X = dataset[:, 0:60].astype(float)
Y = dataset[:, 60]

X[0].shape

(60,)

In [4]:
# baseline model
def create_baseline():
    model = Sequential()
    model.add(Dense(60, activation='relu', input_shape=(60,)))
    model.add(Dense(60, activation='relu'))
    model.add(Dense(1, activation='sigmoid'))
    # Compile model, write code below
    model.compile(optimizer='adam',
              loss='binary_crossentropy',
              metrics=['accuracy'])

    return model

In [5]:
# encode labels
le = LabelEncoder()
encoded_Y = le.fit(Y).transform(Y)
encoded_Y

array([1, 1, 1, 1, 1, 1, 1, 1, 1, 1, 1, 1, 1, 1, 1, 1, 1, 1, 1, 1, 1, 1,
       1, 1, 1, 1, 1, 1, 1, 1, 1, 1, 1, 1, 1, 1, 1, 1, 1, 1, 1, 1, 1, 1,
       1, 1, 1, 1, 1, 1, 1, 1, 1, 1, 1, 1, 1, 1, 1, 1, 1, 1, 1, 1, 1, 1,
       1, 1, 1, 1, 1, 1, 1, 1, 1, 1, 1, 1, 1, 1, 1, 1, 1, 1, 1, 1, 1, 1,
       1, 1, 1, 1, 1, 1, 1, 1, 1, 0, 0, 0, 0, 0, 0, 0, 0, 0, 0, 0, 0, 0,
       0, 0, 0, 0, 0, 0, 0, 0, 0, 0, 0, 0, 0, 0, 0, 0, 0, 0, 0, 0, 0, 0,
       0, 0, 0, 0, 0, 0, 0, 0, 0, 0, 0, 0, 0, 0, 0, 0, 0, 0, 0, 0, 0, 0,
       0, 0, 0, 0, 0, 0, 0, 0, 0, 0, 0, 0, 0, 0, 0, 0, 0, 0, 0, 0, 0, 0,
       0, 0, 0, 0, 0, 0, 0, 0, 0, 0, 0, 0, 0, 0, 0, 0, 0, 0, 0, 0, 0, 0,
       0, 0, 0, 0, 0, 0, 0, 0, 0, 0], dtype=int64)

In [6]:
# evaluate baseline model
estimator = KerasClassifier(build_fn=create_baseline, epochs=100, batch_size=5, verbose=0)
kfold = StratifiedKFold(n_splits=5, shuffle=True, random_state=seed)
results = cross_val_score(estimator, X, encoded_Y, cv=kfold)
print("Results: Accuracy %.2f%%, Error (%.2f%%)" % (results.mean()*100, results.std()*100))

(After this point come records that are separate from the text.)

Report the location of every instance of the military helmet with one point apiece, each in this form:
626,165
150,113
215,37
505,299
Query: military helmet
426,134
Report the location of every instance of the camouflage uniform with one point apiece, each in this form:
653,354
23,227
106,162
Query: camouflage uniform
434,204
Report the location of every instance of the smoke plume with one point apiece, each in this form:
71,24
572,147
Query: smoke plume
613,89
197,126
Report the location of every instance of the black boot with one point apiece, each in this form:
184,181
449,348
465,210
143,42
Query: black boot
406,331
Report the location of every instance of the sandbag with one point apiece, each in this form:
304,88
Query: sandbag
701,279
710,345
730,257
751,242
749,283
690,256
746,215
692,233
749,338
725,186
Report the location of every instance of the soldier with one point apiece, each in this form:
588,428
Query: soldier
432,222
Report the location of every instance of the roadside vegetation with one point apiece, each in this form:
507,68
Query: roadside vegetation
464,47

Results: Accuracy 84.14%, Error (6.78%)


In [7]:
# evaluate baseline model with standardized dataset
np.random.seed(seed)
estimators = []
estimators.append(('standardize', StandardScaler()))
estimators.append(('mlp', KerasClassifier(build_fn=create_baseline, epochs=100, batch_size=5, verbose=0)))
pipeline = Pipeline(estimators)
kfold = StratifiedKFold(n_splits=10, shuffle=True, random_state=seed)
results = cross_val_score(pipeline, X, encoded_Y, cv=kfold)
print("Standardized: Accuracy %.2f%%, Error (%.2f%%)" % (results.mean()*100, results.std()*100))

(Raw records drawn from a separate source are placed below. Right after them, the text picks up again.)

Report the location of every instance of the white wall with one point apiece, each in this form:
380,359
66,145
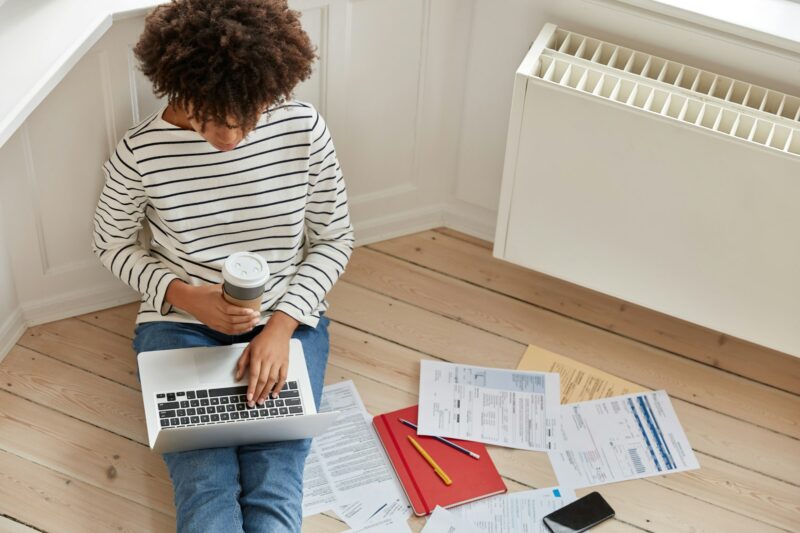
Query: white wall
501,33
416,95
11,322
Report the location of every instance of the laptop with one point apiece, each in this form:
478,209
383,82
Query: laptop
192,401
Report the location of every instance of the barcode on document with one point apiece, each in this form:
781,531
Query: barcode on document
637,461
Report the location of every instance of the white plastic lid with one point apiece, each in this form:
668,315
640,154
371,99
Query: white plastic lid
245,270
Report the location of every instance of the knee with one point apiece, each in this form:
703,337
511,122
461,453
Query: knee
152,336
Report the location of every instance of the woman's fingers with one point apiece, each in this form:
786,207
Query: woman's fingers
241,365
272,378
281,379
253,384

Standardized: Accuracy 84.59%, Error (3.67%)


In [14]:
# custom K-Fold without sci-kit & shuffle the data
dataframe = shuffle(dataframe)

dataset = dataframe.values

X = dataset[:, 0:60].astype(float)
Y = dataset[:, 60]

k=10
num_val_samples = len(X)//k
num_epochs = 100

all_acc = []
all_err = []

for i in range(k):
    print('Processing K-Fold #', i+1)
    val_data = X[i * num_val_samples: (i + 1) * num_val_samples]
    val_targets = encoded_Y[i * num_val_samples: (i + 1) * num_val_samples]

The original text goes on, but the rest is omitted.